Antesa Jensen

View Original

How to know if you've been violated.

Photo by Banter Snaps on Unsplash

Everyone has experienced violation.

In the first seven years of your life, your cerebral cortex was not developed enough for you to develop critical thinking. You merely absorbed everything around you and accepted it as true.

What that means is that you were subject to your parents' intrusive thoughts, beliefs, emotions, and energetic states, imbedded both in their way of communicating, their body language, and their energy, and those of the other people around you (siblings, teachers, extended family), nonstop, for AT LEAST the first seven years of your life.

I call this a necessary violation, because the core functionality of this biological wiring is to keep you safe (even if it happened to be terribly dysfunctional in your case).

Rebellion is an essential stage of growth into adulthood for this reason.

A fundamental piece of rebellion is to help a growing young adult learn discernment and to think for themselves at a time when they are much more capable of protecting themselves and suffering the consequences of their own self-driven action than they were as a toddler.

In most indigenous tribes, this phase of growth involves some form of initiation.

In the Western World, particularly in the more privileged areas of the Western World (where not coincidentally, much of the global power is held and much of the destruction of the planet is being caused), it mostly just involves sneaking out and teepeeing someone's house or experimenting with alcohol, drugs, and sex. Most of which comes with limited, if any, consequence.

And those violating emotions, beliefs, and thoughts continue running, unquestioned.
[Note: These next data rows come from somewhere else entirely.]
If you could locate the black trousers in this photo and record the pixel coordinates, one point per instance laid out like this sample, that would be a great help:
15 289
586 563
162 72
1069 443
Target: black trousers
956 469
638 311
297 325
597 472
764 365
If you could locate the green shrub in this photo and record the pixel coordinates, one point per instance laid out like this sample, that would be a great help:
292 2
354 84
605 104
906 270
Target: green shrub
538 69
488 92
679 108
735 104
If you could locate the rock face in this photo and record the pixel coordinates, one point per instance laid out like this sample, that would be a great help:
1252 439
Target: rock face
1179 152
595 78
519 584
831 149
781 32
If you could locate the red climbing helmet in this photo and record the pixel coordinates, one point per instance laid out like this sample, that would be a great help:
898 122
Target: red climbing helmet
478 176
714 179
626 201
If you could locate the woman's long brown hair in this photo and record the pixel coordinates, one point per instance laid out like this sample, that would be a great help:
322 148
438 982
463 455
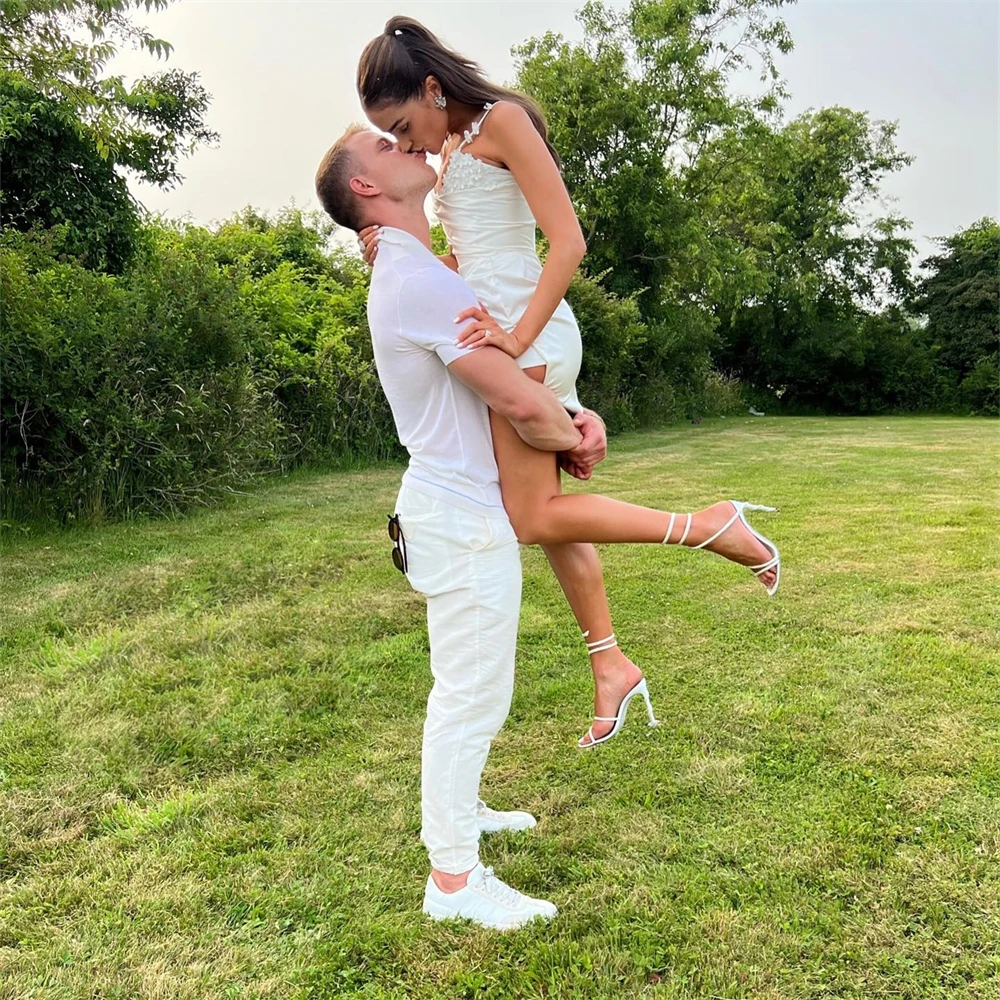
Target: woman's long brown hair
395 64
What that means is that we, in effect, NORMALIZE the experience of this once-but-no-longer necessary violation, and if it continues unchecked, we then play it out in a multitude of ways.

✅ By outsourcing our power to our bosses in careers that do not fulfill us and then feeling victimized by our jobs.

✅ By outsourcing our power to our partners and then being resentful about how they show up.

✅ By outsourcing our power to society and cultural expectations of how we should show up and then feeling cornered into living life in a way that has us feel trapped.

✅ By outsourcing our power through reactive behavior, implying that other people have power over us and them being themselves is in violation to our...everything.

✅ By unconsciously inviting actual violating experiences (this is charged, and as a person who has done extensive healing around multiple forms of violation, both energetic, emotional, and physical, I am well within my right to talk about what I know works in terms of recovering from these experiences, so please reign in your impulse of implying that I'm bullying or victim blaming or otherwise being exclusive in making this statement - I'm not)

Consider the you of right now. What if someone came into your house in the middle of the night and forced you to do something you didn't consciously give consent to.

Would you feel violated?

Probably.

Would you fight back or try to escape?

Maybe.

Would you call the cops?

I hope so.

This is the part where I tell you that any unresolved negative belief systems and unhealed wounds planted into your mind and body before the age of seven ARE DOING EXACTLY THE SAME THING TO YOU ALL THE TIME WITHOUT YOU EVEN REALIZING IT. They are disguised as your unquestioned assumptions. And they are ruling your life.

In fact, according to Carl Jung, it's precisely during the dream cycle that these belief systems do their deepest work to find expression in your conscious life, which is why he was such a big fan of dream interpretation, symbology and archetypes.

If you are experiencing a reality that feels violating to you, it's time to look inward and ask yourself how you're creating that.

AND IT'S TIME TO CALL THE COPS ON YOUR SELF-VIOLATION.

If we don't call the cops on this nature of covert violation, we inadvertently repeat that violation over and over again well into adulthood by refusing to investigate the unquestioned thoughts, beliefs, and feelings that aren't necessarily ours but govern all of our actions and, MOST IMPORTANTLY, our intentions.

To heal as an adult — to learn to think, believe, and feel for yourself — is an act of rebellion. It's a veritable initiation in a world that is doing everything it can to keep you wounded and broken and in a constant cycle of self-violation.

Because when you violate you, so will others. And when you violate you, 👏You👏Also👏Violate👏Others👏AND👏The👏Planet👏 (an extension of you) either directly or indirectly. In order for us to stop the overt violation, we have to first tackle the covert violation.

NB: The real-time response to a person who feels violated is NOT to ask them how they created the experience. Triage, compassion, acknowledgment, calming the nervous system, etc are all necessary. But much in the same vein that we take a Westernized medicinal approach of killing off symptoms rather than looking at the root cause of the dis-ease, my suggestion is we start getting preventative in our default mindset, before we create a society that is entirely only reactive to the symptoms.